Die bekommt der Blogger Alexej Nawalny, Anführer und Hoffnungsträger der neuen Bürgerbewegung, gerade besonders zu spüren. Den Gerichtsprozess wegen Veruntreuung gegen Russlands obersten Antikorruptionskämpfer halten viele seiner Landsleute für einen Racheakt Putins, der Russlands bekanntesten Kremlkritiker auf stumm schalten will.
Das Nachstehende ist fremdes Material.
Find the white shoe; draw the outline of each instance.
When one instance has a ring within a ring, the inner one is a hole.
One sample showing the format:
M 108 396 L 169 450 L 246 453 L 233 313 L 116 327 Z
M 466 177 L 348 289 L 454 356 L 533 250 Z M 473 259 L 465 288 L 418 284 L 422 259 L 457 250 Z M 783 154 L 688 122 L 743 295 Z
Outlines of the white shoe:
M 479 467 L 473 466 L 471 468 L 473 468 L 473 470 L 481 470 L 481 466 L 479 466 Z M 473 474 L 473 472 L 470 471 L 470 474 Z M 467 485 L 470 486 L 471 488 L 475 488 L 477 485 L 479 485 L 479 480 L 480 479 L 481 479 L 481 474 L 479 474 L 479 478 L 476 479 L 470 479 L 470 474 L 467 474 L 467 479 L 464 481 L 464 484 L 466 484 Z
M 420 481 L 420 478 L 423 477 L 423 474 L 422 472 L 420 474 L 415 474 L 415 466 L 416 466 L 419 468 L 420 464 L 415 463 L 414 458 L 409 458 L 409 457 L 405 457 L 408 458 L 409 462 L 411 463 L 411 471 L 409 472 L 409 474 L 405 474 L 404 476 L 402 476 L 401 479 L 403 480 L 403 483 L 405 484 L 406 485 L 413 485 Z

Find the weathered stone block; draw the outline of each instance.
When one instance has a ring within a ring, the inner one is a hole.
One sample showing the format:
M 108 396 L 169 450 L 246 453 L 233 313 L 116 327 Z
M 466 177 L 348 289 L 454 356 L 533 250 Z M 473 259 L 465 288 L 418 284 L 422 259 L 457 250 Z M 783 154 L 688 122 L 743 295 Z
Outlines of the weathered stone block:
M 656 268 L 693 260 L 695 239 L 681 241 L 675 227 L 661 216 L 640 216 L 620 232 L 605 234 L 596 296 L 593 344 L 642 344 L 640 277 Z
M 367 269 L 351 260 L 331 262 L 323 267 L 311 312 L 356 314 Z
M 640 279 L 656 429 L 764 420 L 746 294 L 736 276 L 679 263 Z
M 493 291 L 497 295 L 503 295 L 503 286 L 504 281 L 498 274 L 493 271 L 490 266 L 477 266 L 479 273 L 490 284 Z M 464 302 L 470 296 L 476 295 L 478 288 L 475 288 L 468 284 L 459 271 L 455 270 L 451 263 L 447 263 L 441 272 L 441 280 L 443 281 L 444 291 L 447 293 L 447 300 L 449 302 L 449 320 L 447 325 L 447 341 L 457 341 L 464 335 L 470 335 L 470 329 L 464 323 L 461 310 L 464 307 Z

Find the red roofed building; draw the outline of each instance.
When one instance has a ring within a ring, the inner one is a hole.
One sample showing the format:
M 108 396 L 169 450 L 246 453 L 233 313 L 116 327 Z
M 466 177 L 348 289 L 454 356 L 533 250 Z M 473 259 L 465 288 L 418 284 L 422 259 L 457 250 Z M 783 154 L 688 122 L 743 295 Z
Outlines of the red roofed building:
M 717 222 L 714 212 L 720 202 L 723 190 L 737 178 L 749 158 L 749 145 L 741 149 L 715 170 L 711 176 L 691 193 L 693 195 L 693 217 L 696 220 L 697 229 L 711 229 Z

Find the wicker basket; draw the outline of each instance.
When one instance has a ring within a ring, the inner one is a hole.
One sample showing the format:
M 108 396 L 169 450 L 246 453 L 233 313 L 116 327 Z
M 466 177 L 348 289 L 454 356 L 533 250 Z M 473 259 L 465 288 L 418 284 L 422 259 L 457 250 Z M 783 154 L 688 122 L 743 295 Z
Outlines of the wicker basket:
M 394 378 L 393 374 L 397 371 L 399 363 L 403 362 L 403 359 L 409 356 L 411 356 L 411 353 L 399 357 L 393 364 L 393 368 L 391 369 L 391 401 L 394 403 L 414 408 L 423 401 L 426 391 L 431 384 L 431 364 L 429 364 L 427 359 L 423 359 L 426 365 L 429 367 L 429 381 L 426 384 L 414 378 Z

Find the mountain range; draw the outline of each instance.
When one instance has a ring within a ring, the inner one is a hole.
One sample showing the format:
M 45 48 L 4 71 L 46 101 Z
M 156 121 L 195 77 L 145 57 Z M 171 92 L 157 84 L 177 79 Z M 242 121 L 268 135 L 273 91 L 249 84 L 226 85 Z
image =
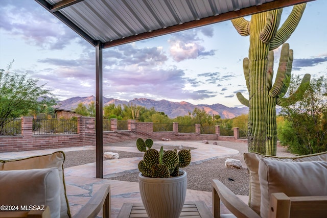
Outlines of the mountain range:
M 96 97 L 91 95 L 88 97 L 74 97 L 59 102 L 56 108 L 73 110 L 77 107 L 79 103 L 82 103 L 87 107 L 92 101 L 96 101 Z M 188 115 L 189 112 L 192 112 L 195 108 L 198 108 L 204 110 L 209 114 L 219 115 L 223 119 L 232 118 L 242 114 L 247 114 L 248 108 L 243 107 L 241 108 L 229 107 L 221 104 L 214 105 L 194 105 L 186 102 L 173 102 L 167 100 L 156 101 L 145 98 L 134 99 L 129 101 L 121 101 L 112 98 L 103 97 L 103 106 L 114 104 L 119 105 L 130 105 L 132 103 L 137 106 L 141 106 L 150 109 L 154 107 L 157 111 L 164 112 L 170 118 L 175 118 L 178 116 Z

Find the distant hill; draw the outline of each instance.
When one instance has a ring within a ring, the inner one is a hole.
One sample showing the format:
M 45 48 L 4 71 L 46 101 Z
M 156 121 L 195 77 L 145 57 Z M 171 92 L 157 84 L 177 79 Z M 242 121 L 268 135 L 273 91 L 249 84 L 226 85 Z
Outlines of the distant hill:
M 96 101 L 96 97 L 93 95 L 88 97 L 74 97 L 58 102 L 58 105 L 55 107 L 73 110 L 80 103 L 87 106 L 92 101 Z M 154 107 L 155 110 L 165 112 L 170 118 L 188 115 L 189 112 L 193 112 L 196 108 L 204 110 L 209 114 L 219 114 L 223 119 L 233 118 L 242 114 L 247 114 L 248 112 L 247 107 L 230 108 L 220 104 L 196 105 L 186 102 L 173 102 L 167 100 L 156 101 L 145 98 L 134 99 L 127 102 L 103 97 L 103 103 L 104 106 L 112 104 L 114 104 L 115 105 L 130 105 L 131 103 L 133 103 L 133 104 L 136 104 L 137 106 L 144 106 L 149 109 Z

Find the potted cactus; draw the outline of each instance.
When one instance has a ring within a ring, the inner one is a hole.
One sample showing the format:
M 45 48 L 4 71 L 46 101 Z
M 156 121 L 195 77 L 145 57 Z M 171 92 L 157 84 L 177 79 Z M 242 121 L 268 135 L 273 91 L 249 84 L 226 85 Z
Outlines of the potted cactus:
M 187 187 L 187 174 L 180 169 L 191 162 L 190 150 L 164 151 L 152 149 L 153 141 L 136 140 L 137 149 L 145 152 L 138 163 L 139 192 L 150 218 L 179 217 Z

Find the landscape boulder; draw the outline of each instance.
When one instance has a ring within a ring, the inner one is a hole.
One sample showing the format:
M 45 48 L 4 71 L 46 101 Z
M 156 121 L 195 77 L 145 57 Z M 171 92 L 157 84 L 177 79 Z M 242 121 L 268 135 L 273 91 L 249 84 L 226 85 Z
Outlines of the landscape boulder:
M 162 141 L 170 141 L 170 138 L 162 138 Z
M 105 152 L 103 156 L 106 158 L 109 159 L 118 159 L 119 158 L 119 154 L 114 152 Z
M 236 168 L 237 169 L 243 169 L 243 166 L 240 160 L 233 158 L 227 158 L 225 161 L 225 165 L 229 168 Z

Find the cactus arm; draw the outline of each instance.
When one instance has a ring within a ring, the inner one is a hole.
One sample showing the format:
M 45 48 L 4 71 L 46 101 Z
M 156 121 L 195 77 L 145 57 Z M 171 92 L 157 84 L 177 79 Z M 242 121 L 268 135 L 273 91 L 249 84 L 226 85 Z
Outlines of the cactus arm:
M 249 68 L 249 59 L 248 58 L 245 58 L 243 59 L 243 73 L 245 78 L 247 90 L 250 92 L 250 68 Z
M 267 12 L 266 24 L 260 32 L 259 38 L 264 43 L 269 43 L 275 36 L 281 22 L 283 9 L 273 10 Z
M 293 60 L 293 58 L 289 58 L 290 55 L 290 46 L 288 43 L 285 43 L 282 47 L 281 58 L 279 59 L 279 65 L 276 76 L 276 80 L 272 88 L 269 90 L 269 94 L 270 96 L 274 98 L 277 96 L 281 92 L 284 85 L 284 81 L 287 71 L 287 65 L 288 61 Z
M 267 90 L 270 90 L 272 86 L 272 78 L 274 76 L 274 52 L 271 51 L 268 55 L 267 63 Z
M 282 88 L 282 90 L 279 92 L 278 95 L 278 98 L 283 97 L 286 92 L 287 89 L 290 85 L 290 82 L 291 82 L 291 72 L 292 72 L 292 66 L 293 65 L 293 50 L 290 50 L 290 55 L 289 56 L 289 60 L 287 63 L 287 68 L 286 70 L 286 75 L 284 80 L 284 83 Z
M 289 98 L 277 98 L 276 104 L 282 107 L 288 106 L 301 99 L 310 85 L 310 74 L 306 74 L 297 90 Z
M 277 49 L 286 41 L 297 26 L 306 9 L 306 3 L 295 5 L 291 14 L 277 33 L 270 43 L 270 50 Z
M 249 25 L 250 21 L 246 20 L 243 17 L 233 19 L 231 20 L 233 26 L 237 32 L 243 36 L 247 36 L 250 35 L 249 32 Z
M 240 102 L 241 102 L 242 105 L 244 105 L 247 107 L 249 106 L 249 100 L 246 99 L 243 96 L 243 95 L 242 94 L 242 93 L 238 92 L 236 93 L 236 96 L 237 97 L 237 99 L 239 100 Z

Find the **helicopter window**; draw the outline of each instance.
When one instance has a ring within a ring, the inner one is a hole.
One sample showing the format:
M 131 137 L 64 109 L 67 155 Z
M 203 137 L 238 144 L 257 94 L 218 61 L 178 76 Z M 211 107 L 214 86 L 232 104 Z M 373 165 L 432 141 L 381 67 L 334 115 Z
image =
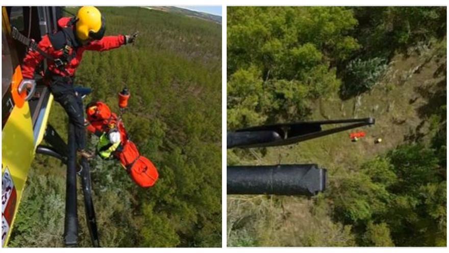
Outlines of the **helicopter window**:
M 25 24 L 23 8 L 20 6 L 12 7 L 9 18 L 11 26 L 16 27 L 19 31 L 23 31 L 25 29 Z

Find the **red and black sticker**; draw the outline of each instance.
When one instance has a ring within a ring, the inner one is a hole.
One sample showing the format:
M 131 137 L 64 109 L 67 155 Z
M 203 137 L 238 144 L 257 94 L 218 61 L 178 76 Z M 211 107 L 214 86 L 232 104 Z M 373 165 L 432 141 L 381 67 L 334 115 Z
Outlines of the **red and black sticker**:
M 2 245 L 8 237 L 9 228 L 14 217 L 17 200 L 17 193 L 8 167 L 2 176 Z

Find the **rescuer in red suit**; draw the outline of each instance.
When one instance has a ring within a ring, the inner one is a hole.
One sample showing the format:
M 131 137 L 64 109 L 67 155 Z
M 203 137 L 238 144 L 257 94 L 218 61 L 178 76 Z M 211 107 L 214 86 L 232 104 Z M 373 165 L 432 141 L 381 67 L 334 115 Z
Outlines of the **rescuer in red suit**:
M 105 19 L 94 7 L 85 6 L 76 18 L 63 17 L 58 21 L 60 29 L 56 33 L 44 36 L 38 47 L 44 53 L 30 51 L 22 65 L 24 80 L 35 84 L 36 67 L 46 58 L 48 67 L 45 78 L 55 101 L 65 110 L 74 126 L 78 153 L 87 158 L 92 155 L 87 152 L 83 103 L 73 89 L 77 68 L 86 50 L 104 51 L 133 43 L 137 33 L 132 35 L 104 37 Z

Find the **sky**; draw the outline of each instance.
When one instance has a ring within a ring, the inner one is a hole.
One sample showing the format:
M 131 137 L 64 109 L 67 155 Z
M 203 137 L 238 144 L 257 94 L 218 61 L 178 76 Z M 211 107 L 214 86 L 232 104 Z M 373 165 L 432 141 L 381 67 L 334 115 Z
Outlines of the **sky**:
M 221 16 L 221 6 L 177 6 L 177 7 L 182 8 L 184 9 L 188 9 L 192 11 L 201 11 L 202 12 L 206 12 L 211 14 Z

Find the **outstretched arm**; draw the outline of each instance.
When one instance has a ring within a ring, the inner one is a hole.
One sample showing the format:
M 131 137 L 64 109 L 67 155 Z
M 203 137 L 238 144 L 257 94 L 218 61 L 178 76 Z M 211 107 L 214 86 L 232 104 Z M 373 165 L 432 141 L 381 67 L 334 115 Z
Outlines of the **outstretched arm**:
M 99 40 L 95 40 L 85 46 L 86 50 L 93 51 L 105 51 L 119 48 L 125 44 L 124 35 L 108 36 L 104 37 Z

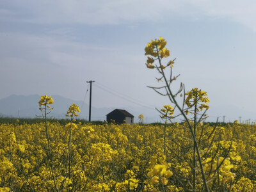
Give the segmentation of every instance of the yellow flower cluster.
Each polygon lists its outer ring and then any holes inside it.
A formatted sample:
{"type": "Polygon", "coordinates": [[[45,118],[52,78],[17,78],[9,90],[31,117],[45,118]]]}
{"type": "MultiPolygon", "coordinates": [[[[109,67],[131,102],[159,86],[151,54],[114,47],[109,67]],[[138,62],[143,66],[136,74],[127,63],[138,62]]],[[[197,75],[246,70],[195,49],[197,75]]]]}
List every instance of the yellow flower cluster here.
{"type": "Polygon", "coordinates": [[[161,118],[166,118],[166,117],[173,118],[174,113],[174,108],[170,105],[165,105],[161,109],[161,111],[163,113],[161,116],[161,118]]]}
{"type": "MultiPolygon", "coordinates": [[[[210,102],[206,92],[202,90],[198,90],[198,88],[193,88],[192,90],[186,93],[187,97],[185,100],[185,104],[189,108],[196,106],[196,111],[203,111],[204,109],[208,109],[209,106],[208,103],[210,102]]],[[[186,111],[186,115],[189,113],[189,110],[186,111]]]]}
{"type": "Polygon", "coordinates": [[[140,114],[138,118],[140,120],[140,123],[142,124],[144,122],[144,115],[142,114],[140,114]]]}
{"type": "MultiPolygon", "coordinates": [[[[159,58],[167,58],[170,56],[170,51],[165,48],[167,42],[161,36],[158,40],[152,40],[150,43],[148,43],[147,47],[145,48],[145,55],[150,55],[153,57],[159,58]]],[[[148,56],[147,60],[147,67],[149,68],[154,68],[155,66],[153,65],[155,59],[148,56]]],[[[174,63],[173,61],[168,64],[168,66],[174,63]]],[[[161,67],[164,68],[164,66],[161,67]]]]}
{"type": "Polygon", "coordinates": [[[42,95],[40,100],[38,102],[39,109],[42,110],[42,106],[47,106],[49,109],[52,109],[52,108],[49,105],[52,104],[54,102],[51,96],[48,97],[47,95],[42,95]]]}
{"type": "Polygon", "coordinates": [[[71,118],[73,118],[74,116],[77,116],[78,115],[76,112],[80,113],[81,110],[78,106],[73,103],[69,106],[68,110],[67,111],[66,116],[70,116],[71,118]]]}
{"type": "MultiPolygon", "coordinates": [[[[172,111],[172,108],[166,106],[165,110],[172,111]]],[[[184,124],[166,126],[164,154],[164,125],[73,123],[68,178],[68,134],[63,130],[70,125],[48,124],[59,191],[191,189],[193,141],[184,124]],[[186,161],[179,157],[181,155],[186,161]]],[[[214,129],[210,125],[207,127],[205,132],[214,129]]],[[[209,188],[214,191],[255,191],[256,125],[228,124],[216,128],[216,132],[221,134],[220,138],[214,138],[214,134],[196,136],[201,140],[203,166],[209,188]],[[212,138],[208,149],[209,140],[212,138]],[[218,172],[214,172],[219,166],[218,172]]],[[[54,191],[47,145],[44,124],[0,124],[0,191],[8,191],[11,188],[17,191],[54,191]]],[[[202,179],[198,169],[196,177],[199,190],[202,179]]]]}

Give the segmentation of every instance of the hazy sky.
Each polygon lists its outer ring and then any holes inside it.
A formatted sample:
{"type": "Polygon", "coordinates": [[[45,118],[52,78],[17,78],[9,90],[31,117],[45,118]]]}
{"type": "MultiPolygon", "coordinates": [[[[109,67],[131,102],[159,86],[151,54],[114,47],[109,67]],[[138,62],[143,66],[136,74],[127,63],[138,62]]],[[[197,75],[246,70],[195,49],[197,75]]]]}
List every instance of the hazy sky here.
{"type": "Polygon", "coordinates": [[[232,106],[256,118],[255,10],[254,0],[2,0],[0,99],[83,100],[92,80],[95,107],[161,108],[168,101],[146,86],[159,84],[144,49],[161,36],[177,84],[207,92],[216,116],[243,116],[227,114],[232,106]]]}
Doch so sehr Alexej Nawalny ein neues Politikverständnis verkörpert, zudem als Anwalt des Volkes gilt und von der Bürgerbewegung als potenzieller Putin-Nachfolger gehandelt wird, so zwiespältig ist sein politischer Hintergrund. Er unterstützte ultranationalistische Gruppierungen und ist bekannt für seine Tiraden gegen angebliche Überfremdung Russlands sowie seinen Traum von einer „russischen nationalen Wiedergeburt“.
Nationalgesinnte Russen
Nawalny gehört sicher zu jener Garde nationalgesinnter Russen, die auch mit reaktionären Mentalitäten in der Protestbewegung um Anhänger buhlen – und vor denen Ljudmilla Ulitzkaja warnt. Schon fürchtet die 70-jährige Autorin die massenhafte Wiederkehr des Sowjetmenschen, jenes durch und durch opportunistischen, folgsamen und verantwortungsscheuen Charakters, der von einem neuen russischen Imperium träumt. „Das sind Menschen, die sagen, der Stalinismus war nicht schlecht und Stalin hätte Russland gut getan“, sagt die für ihr aktuelles Buch „Das grüne Zelt“ hochgelobte Schriftstellerin.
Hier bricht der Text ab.